Il 20 febbraio 2020 Yona Friedman ci ha lasciati. Difficile ora sintetizzare portato e lascito della sua pratica e poetica, caratterizzate da una sperimentazione radicale in grado di travalicare i limiti della disciplina architettonica per entrare in dialogo con arte, biologia, cibernetica, antropologia, psicologia e sociologia. Nato a Budapest nel 1923, Friedman fonda a Parigi nel 1958 il Gruppo di studio per l’architettura mobile influenzando con il suo lavoro gruppi d’avanguardia come gli inglesi Archigram o i Metabolisti giapponesi.
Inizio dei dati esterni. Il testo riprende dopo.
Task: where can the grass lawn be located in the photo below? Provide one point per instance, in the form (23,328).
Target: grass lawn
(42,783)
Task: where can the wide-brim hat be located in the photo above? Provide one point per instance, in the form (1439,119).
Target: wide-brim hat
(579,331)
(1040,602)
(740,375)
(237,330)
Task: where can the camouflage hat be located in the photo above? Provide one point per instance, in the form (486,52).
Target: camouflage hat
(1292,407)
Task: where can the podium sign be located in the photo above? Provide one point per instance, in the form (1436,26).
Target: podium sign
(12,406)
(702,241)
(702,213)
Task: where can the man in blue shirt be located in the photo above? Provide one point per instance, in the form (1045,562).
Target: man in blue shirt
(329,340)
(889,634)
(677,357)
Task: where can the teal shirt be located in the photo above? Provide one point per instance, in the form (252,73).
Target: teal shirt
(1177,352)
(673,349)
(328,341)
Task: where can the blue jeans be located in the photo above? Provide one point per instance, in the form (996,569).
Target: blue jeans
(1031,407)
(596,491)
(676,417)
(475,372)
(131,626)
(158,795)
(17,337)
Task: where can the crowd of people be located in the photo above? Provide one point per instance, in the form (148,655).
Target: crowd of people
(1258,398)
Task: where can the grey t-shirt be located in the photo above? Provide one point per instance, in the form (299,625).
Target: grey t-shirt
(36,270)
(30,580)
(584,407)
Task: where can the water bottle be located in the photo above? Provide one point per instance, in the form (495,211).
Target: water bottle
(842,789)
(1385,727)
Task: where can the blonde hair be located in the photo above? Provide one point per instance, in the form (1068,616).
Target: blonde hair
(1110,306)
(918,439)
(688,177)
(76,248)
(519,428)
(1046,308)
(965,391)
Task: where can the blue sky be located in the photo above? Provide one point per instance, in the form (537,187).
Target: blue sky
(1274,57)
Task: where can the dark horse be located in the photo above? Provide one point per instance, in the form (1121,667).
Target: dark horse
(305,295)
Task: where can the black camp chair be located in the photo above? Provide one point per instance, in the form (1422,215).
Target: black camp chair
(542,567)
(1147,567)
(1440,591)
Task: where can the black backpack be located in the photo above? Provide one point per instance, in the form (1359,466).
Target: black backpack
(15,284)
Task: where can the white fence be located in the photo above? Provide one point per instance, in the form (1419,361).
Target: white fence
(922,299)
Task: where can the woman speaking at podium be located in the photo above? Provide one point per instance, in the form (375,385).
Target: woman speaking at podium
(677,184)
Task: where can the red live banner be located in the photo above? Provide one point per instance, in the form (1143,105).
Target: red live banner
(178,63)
Con opere seminali, dal progetto della Ville spatiale (1959–1960) allo studio delle agricolture urbane, dalle proposte di autocostruzione da parte delle popolazioni dei paesi sottosviluppati a quelle per una edilizia sostenibile – esemplare in questo senso il Museum of Simple Technology a Madras del 1987, realizzato impiegando materiali locali come il bambù – alle riflessioni sulla partecipazione attiva dal basso, Friedman ha sempre proposto una idiosincratica, alternativa, versione del Modernismo, spesso basata sul paradosso e sull’ossimoro. Se, da dizionario, l’utopia è “quanto costituisce l’oggetto di un’aspirazione ideale non suscettibile di realizzazione pratica”, le utopie di Friedman diventano “realizzabili”, come nel suo omonimo, pluricitato, testo del 1974, rovesciando così ogni paradigma e infondendo un messaggio di speranza e positività. L’architettura di Friedman non è mai impositiva, si concentra sul preesistente, sulla comunità e sulle esigenze del singolo individuo, in modo tale che anche il soddisfacimento di un bisogno personale possa essere foriero di miglioramento per l’intera collettività.
Una approfondita summa del lavoro recente dell’architetto e teorico è offerta dalle due personali nelle gallerie Massimo Minini di Brescia e Francesca Minini di Milano, dal titolo “Sculpting the Void – une proposition de Yona Friedman avec Le Fonds de Dotation Denise et Yona Friedman”, a cura di Maurizio Bortolotti, testimonianza della sua inesauribile energia creativa e visionarietà. Per sua stessa ammissione, Friedman nel progettare scolpisce lo spazio “creando spazio in negativo”, a partire dal vuoto. Ne derivano affascinanti strutture leggere, dinamiche, flessibili e modulari. L’immagine è parte integrante dell’operare di Friedman, favorisce la visualizzazione della complessità del pensiero, di pari passo con la scrittura.
In mostra, dove ricorrono diverse immagini dai due luoghi in cui l’architetto ha principalmente sviluppato la sua ricerca (lo studio-appartamento di Boulevard Pasteur e il suo ultimo appartamento in Boulevard Garibaldi, entrambi a Parigi), maquette, progetti, schizzi e disegni realizzati dal 2009 al 2019 si fanno fregi, segni, simboli e invadono e trasformano l’intero ambiente, contribuendo a ricostruire l’approccio progettuale e la sua straordinaria capacità di creare nuovi modelli poetici di architettura – capaci di parlare anche di fiabe africane, migranti, biosfera, nuvole e infrastrutture. Facendo della leggerezza lo strumento politico più efficace per affrontare istanze e urgenze del contemporaneo.